You can also query deployment history via the API with date range and check filters:

# Deployments for a project in the last 7 days
curl "https://app.failsignal.com/api/deployments?projectId=1&start=2026-02-20&end=2026-02-27" \
  -H "Authorization: Bearer YOUR_TOKEN"

# Deployments covering a specific check
curl "https://app.failsignal.com/api/deployments?projectId=1&checkId=456" \
  -H "Authorization: Bearer YOUR_TOKEN"

Deployment Signals

IonHour records DEPLOYMENT signals in the check's signal timeline:

  • Start signal: Created when the deployment begins (or when a check is paused). Includes metadata: deployment name, version, author, link.
  • End signal: Created when the deployment ends (or when a check is resumed).

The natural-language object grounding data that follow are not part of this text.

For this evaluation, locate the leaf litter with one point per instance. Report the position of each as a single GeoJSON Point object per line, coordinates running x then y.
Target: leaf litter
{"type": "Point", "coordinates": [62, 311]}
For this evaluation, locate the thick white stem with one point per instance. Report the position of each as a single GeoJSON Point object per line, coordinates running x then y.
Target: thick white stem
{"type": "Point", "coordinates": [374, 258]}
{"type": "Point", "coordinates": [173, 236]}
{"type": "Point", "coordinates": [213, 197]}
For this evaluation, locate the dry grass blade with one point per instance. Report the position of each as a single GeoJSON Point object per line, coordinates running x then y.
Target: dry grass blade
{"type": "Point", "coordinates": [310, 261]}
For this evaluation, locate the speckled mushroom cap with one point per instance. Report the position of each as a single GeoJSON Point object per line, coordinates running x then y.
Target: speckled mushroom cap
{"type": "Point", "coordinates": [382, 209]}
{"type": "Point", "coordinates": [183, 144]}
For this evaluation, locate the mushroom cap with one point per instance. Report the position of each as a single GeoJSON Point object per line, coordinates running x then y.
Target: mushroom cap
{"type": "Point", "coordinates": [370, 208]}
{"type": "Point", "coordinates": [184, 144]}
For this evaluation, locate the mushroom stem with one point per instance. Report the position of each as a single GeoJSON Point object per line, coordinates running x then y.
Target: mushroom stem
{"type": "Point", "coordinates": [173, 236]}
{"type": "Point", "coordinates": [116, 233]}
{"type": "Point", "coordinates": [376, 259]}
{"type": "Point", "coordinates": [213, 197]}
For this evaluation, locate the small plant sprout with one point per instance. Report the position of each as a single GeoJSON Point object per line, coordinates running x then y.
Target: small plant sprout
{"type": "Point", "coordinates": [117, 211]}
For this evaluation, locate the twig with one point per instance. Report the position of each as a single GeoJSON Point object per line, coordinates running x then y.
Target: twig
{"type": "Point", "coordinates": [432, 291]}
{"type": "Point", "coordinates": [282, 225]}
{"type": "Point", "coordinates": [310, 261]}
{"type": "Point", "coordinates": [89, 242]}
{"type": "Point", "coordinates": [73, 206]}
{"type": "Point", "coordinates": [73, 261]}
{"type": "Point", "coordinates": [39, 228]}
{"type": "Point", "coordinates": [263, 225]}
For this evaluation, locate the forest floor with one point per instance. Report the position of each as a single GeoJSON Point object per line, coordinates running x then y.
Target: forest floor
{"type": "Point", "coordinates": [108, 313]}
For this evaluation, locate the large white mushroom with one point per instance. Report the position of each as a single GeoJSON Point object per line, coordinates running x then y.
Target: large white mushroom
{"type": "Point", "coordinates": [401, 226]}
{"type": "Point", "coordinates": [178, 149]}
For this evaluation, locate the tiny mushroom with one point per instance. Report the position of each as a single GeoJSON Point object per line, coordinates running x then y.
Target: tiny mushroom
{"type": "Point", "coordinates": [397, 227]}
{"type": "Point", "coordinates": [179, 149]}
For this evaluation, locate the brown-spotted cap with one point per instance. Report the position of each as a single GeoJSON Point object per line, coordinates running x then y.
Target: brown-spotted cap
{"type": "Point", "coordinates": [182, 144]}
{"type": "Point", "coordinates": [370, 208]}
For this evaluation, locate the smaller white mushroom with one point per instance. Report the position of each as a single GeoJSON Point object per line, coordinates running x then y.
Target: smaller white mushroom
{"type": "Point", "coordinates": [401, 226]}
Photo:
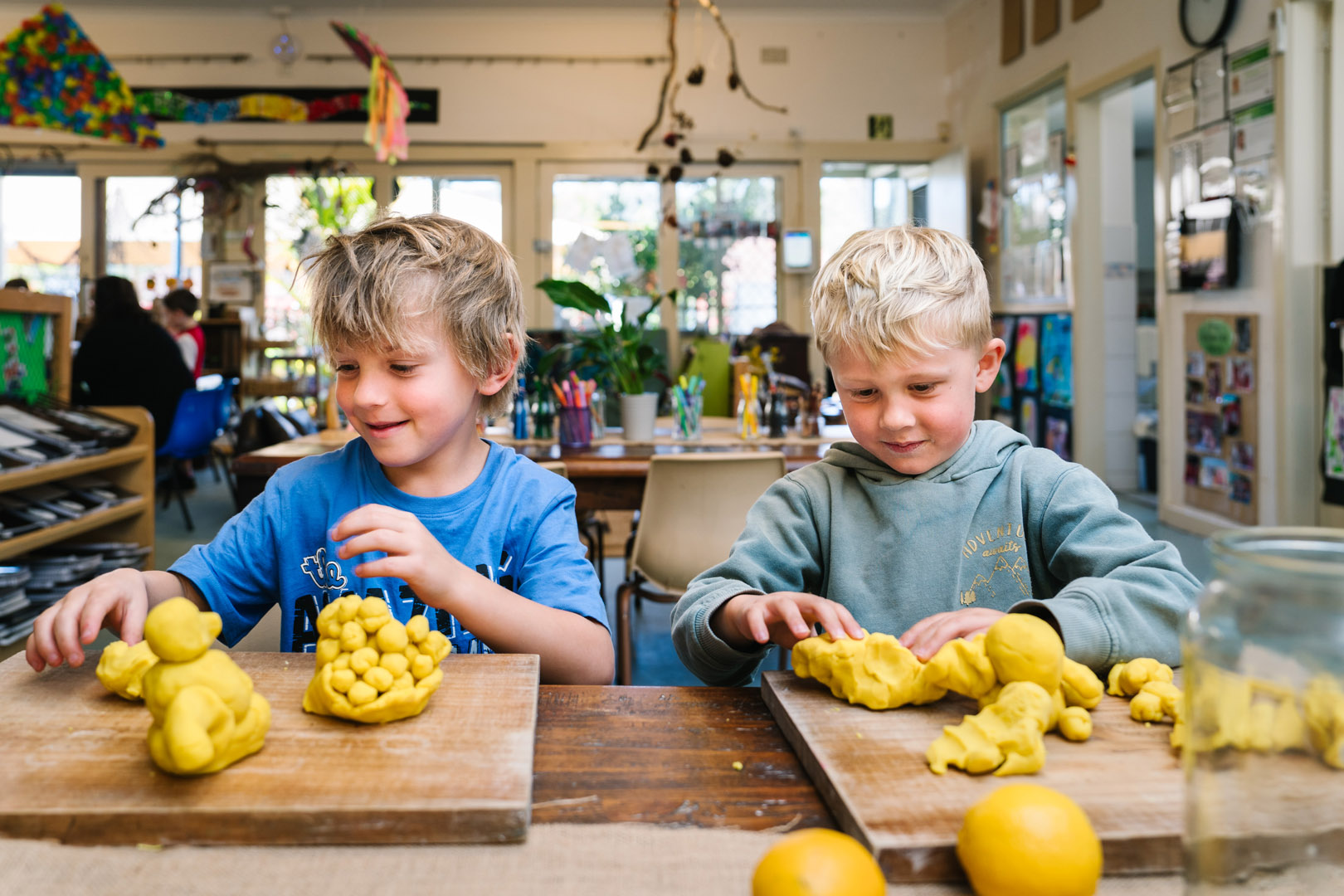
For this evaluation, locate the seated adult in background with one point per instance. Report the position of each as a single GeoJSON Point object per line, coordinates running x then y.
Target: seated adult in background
{"type": "Point", "coordinates": [125, 358]}
{"type": "Point", "coordinates": [180, 319]}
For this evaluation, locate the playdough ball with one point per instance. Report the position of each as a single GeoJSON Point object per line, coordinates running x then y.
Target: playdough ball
{"type": "Point", "coordinates": [417, 627]}
{"type": "Point", "coordinates": [1025, 840]}
{"type": "Point", "coordinates": [817, 861]}
{"type": "Point", "coordinates": [379, 677]}
{"type": "Point", "coordinates": [392, 637]}
{"type": "Point", "coordinates": [1025, 648]}
{"type": "Point", "coordinates": [343, 679]}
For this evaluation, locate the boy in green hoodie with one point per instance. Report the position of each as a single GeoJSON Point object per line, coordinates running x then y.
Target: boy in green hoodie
{"type": "Point", "coordinates": [934, 524]}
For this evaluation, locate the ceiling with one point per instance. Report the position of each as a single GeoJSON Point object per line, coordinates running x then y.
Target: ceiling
{"type": "Point", "coordinates": [321, 7]}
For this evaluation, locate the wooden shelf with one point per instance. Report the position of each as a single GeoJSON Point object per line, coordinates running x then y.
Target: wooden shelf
{"type": "Point", "coordinates": [65, 469]}
{"type": "Point", "coordinates": [65, 531]}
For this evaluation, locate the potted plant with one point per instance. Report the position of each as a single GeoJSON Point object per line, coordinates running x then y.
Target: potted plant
{"type": "Point", "coordinates": [619, 351]}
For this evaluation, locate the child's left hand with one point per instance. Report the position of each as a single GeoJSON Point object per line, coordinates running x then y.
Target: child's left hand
{"type": "Point", "coordinates": [929, 635]}
{"type": "Point", "coordinates": [414, 557]}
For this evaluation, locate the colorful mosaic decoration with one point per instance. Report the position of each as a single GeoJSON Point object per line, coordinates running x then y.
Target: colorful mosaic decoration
{"type": "Point", "coordinates": [387, 101]}
{"type": "Point", "coordinates": [54, 77]}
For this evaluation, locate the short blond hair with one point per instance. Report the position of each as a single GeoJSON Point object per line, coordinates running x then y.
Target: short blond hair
{"type": "Point", "coordinates": [901, 293]}
{"type": "Point", "coordinates": [370, 288]}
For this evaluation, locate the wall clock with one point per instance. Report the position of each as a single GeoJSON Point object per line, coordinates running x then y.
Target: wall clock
{"type": "Point", "coordinates": [1205, 22]}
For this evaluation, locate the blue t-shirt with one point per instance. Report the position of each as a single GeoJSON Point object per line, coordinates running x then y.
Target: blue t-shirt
{"type": "Point", "coordinates": [514, 524]}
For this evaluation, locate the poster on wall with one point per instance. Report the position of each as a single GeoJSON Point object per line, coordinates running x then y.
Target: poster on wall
{"type": "Point", "coordinates": [1025, 356]}
{"type": "Point", "coordinates": [1057, 375]}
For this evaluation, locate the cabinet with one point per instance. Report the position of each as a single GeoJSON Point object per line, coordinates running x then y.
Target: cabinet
{"type": "Point", "coordinates": [129, 466]}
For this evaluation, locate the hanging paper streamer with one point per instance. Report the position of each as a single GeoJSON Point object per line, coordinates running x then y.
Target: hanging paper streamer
{"type": "Point", "coordinates": [387, 101]}
{"type": "Point", "coordinates": [54, 77]}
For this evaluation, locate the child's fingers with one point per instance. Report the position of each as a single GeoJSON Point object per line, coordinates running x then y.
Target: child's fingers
{"type": "Point", "coordinates": [385, 540]}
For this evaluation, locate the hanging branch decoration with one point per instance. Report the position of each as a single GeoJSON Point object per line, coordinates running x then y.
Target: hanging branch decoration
{"type": "Point", "coordinates": [51, 75]}
{"type": "Point", "coordinates": [667, 95]}
{"type": "Point", "coordinates": [387, 101]}
{"type": "Point", "coordinates": [734, 73]}
{"type": "Point", "coordinates": [674, 7]}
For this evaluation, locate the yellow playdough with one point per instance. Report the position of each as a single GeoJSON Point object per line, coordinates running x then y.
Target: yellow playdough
{"type": "Point", "coordinates": [206, 715]}
{"type": "Point", "coordinates": [1019, 649]}
{"type": "Point", "coordinates": [121, 668]}
{"type": "Point", "coordinates": [370, 666]}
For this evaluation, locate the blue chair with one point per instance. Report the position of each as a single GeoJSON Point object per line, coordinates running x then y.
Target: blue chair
{"type": "Point", "coordinates": [194, 427]}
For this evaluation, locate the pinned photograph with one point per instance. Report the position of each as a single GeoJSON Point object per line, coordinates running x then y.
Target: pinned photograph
{"type": "Point", "coordinates": [1213, 473]}
{"type": "Point", "coordinates": [1244, 455]}
{"type": "Point", "coordinates": [1203, 433]}
{"type": "Point", "coordinates": [1244, 375]}
{"type": "Point", "coordinates": [1241, 488]}
{"type": "Point", "coordinates": [1194, 391]}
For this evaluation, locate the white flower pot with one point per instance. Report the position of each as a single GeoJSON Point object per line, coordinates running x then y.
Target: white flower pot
{"type": "Point", "coordinates": [637, 414]}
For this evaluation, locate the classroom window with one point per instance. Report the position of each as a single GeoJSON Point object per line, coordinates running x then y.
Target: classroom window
{"type": "Point", "coordinates": [858, 195]}
{"type": "Point", "coordinates": [477, 201]}
{"type": "Point", "coordinates": [153, 234]}
{"type": "Point", "coordinates": [728, 254]}
{"type": "Point", "coordinates": [604, 231]}
{"type": "Point", "coordinates": [39, 231]}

Same metadata.

These signals appear in the check's signal history alongside regular heartbeat signals, giving you a clear audit trail of when deployments happened and how they affected monitoring.

Scoping Deployments to Specific Checks

By default, a deployment covers all checks in the project. If your deployment only affects specific services, pass checkIds to limit the scope:

curl -X POST https://app.failsignal.com/api/deployments \
  -H "Authorization: Bearer YOUR_TOKEN" \
  -H "Content-Type: application/json" \
  -d '{
    "projectId": 1,
    "autoPause": true,
    "checkIds": [10, 11, 12]
  }'

Only checks 10, 11, and 12 will be paused. Other checks in the project continue monitoring normally.

CI/CD Integration

Add deployment windows to your CI/CD pipeline so they're created automatically with every release.

GitHub Actions Example

jobs:
  deploy:
    runs-on: ubuntu-latest
    steps:
      - name: Start deployment window
        id: deploy-start
        run: |
          RESPONSE=$(curl -s -X POST https://app.failsignal.com/api/deployments \
            -H "Authorization: Bearer $FAILSIGNAL_API_TOKEN" \
            -H "Content-Type: application/json" \
            -d "{
              \"projectId\": $PROJECT_ID,
              \"name\": \"$GITHUB_REF_NAME\",
              \"version\": \"$GITHUB_SHA\",
              \"author\": \"$GITHUB_ACTOR\",
              \"autoPause\": true
            }")
          echo "deployment_id=$(echo $RESPONSE | jq -r '.id')" >> $GITHUB_OUTPUT

      - name: Deploy application
        run: ./deploy.sh

      - name: End deployment window
        if: always()
        run: |
          curl -s -X PUT "https://app.failsignal.com/api/deployments/$DEPLOYMENT_ID/end" \
            -H "Authorization: Bearer $FAILSIGNAL_API_TOKEN"
        env:
          DEPLOYMENT_ID: ${{ steps.deploy-start.outputs.deployment_id }}

The if: always() on the end step ensures the deployment window closes even if the deploy step fails.

Best Practices

  • Always end your deployments. An unclosed deployment window suppresses alerts indefinitely. Use if: always() in CI/CD or set a reasonable endedAt upfront.
  • Use auto-pause for zero-downtime deploys that still restart. Even rolling deployments can cause brief monitoring gaps. Auto-pause prevents false alerts during the window.
  • Scope to affected checks when possible. Pausing all project checks when only one service is being deployed creates blind spots for the unrelated checks.
  • Include version and link metadata. When reviewing incident timelines later, deployment metadata helps correlate outages with specific releases.
  • Integrate with CI/CD. Manual deployment windows are easy to forget. Automating them ensures consistency.